At Jamie Young Company, growing in square footage is a key component of scaling the business. The extra space is crucial, giving them more room to show the product, including a suite of wall sconces and chandeliers that debuted this year, and which have became its fastest-growing categories. The couple considers showrooms one-third of their marketing strategy; the other two key elements are social media targeting and a robust network of road reps. (The company has 80 new salespeople across the country.) “In the last few years, we as a company have made a lot of changes, and we are now in serious growth mode, tripling our staff,” says Young Jeter. “We grow by making the showrooms look spectacular, making sure our product is relevant and having a strong sales force.”

The Loyal Homebody

Sometimes the demand for a company’s product forces it to grow. Richmond, Virginia–based outdoor furniture company McKinnon and Harris recently relocated its headquarters to a building twice as large, which includes the brand’s first local showroom. “We built the new showroom with the idea that we would make [the headquarters] a destination,” says marketing manager Fenton Crowther. “We have clients all over the world, and we wanted to draw people here to let them see how the showroom works.”

McKinnon and Harris's first Richmond showroom
McKinnon and Harris’s first Richmond showroomKip Dawkins Photography

The new headquarters deepens the brand’s Richmond roots, where the company was founded in 1991; the local showroom complements outposts in New York, Los Angeles and London.
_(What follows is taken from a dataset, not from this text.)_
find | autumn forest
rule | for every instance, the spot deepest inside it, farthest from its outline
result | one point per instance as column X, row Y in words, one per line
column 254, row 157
Five thousand of the 65,000-square-feet in the former World War II-era morgue is now dedicated to showroom and office space, all topped with a humongous skylight to shine as much natural light on the outdoor furniture as possible. The remaining space is reserved for what the brand’s high-performance aluminum coating system—an attraction in its own right for the company’s devotees.

The Foster Parent

The motivation to expand a showroom is often as simple as projecting that more space will improve the brand’s odds of success. Adding more than 3,000 square feet to its showroom at TheMart in Chicago allows local flooring company Watson Smith to feature its latest collections and the boundless opportunities to customize its products. Watson Smith will also showcase product from partnerships with companies new to TheMart, like New York–based textiles and flooring manufacturer Chilewich Contract. “As one of the longest-running tenants at TheMart, our showroom features an extensive selection of stocked and custom products,” says Watson Smith owner Nick LaCalamita. “More space means more opportunity for designers to be inspired and find what’s right for their projects.”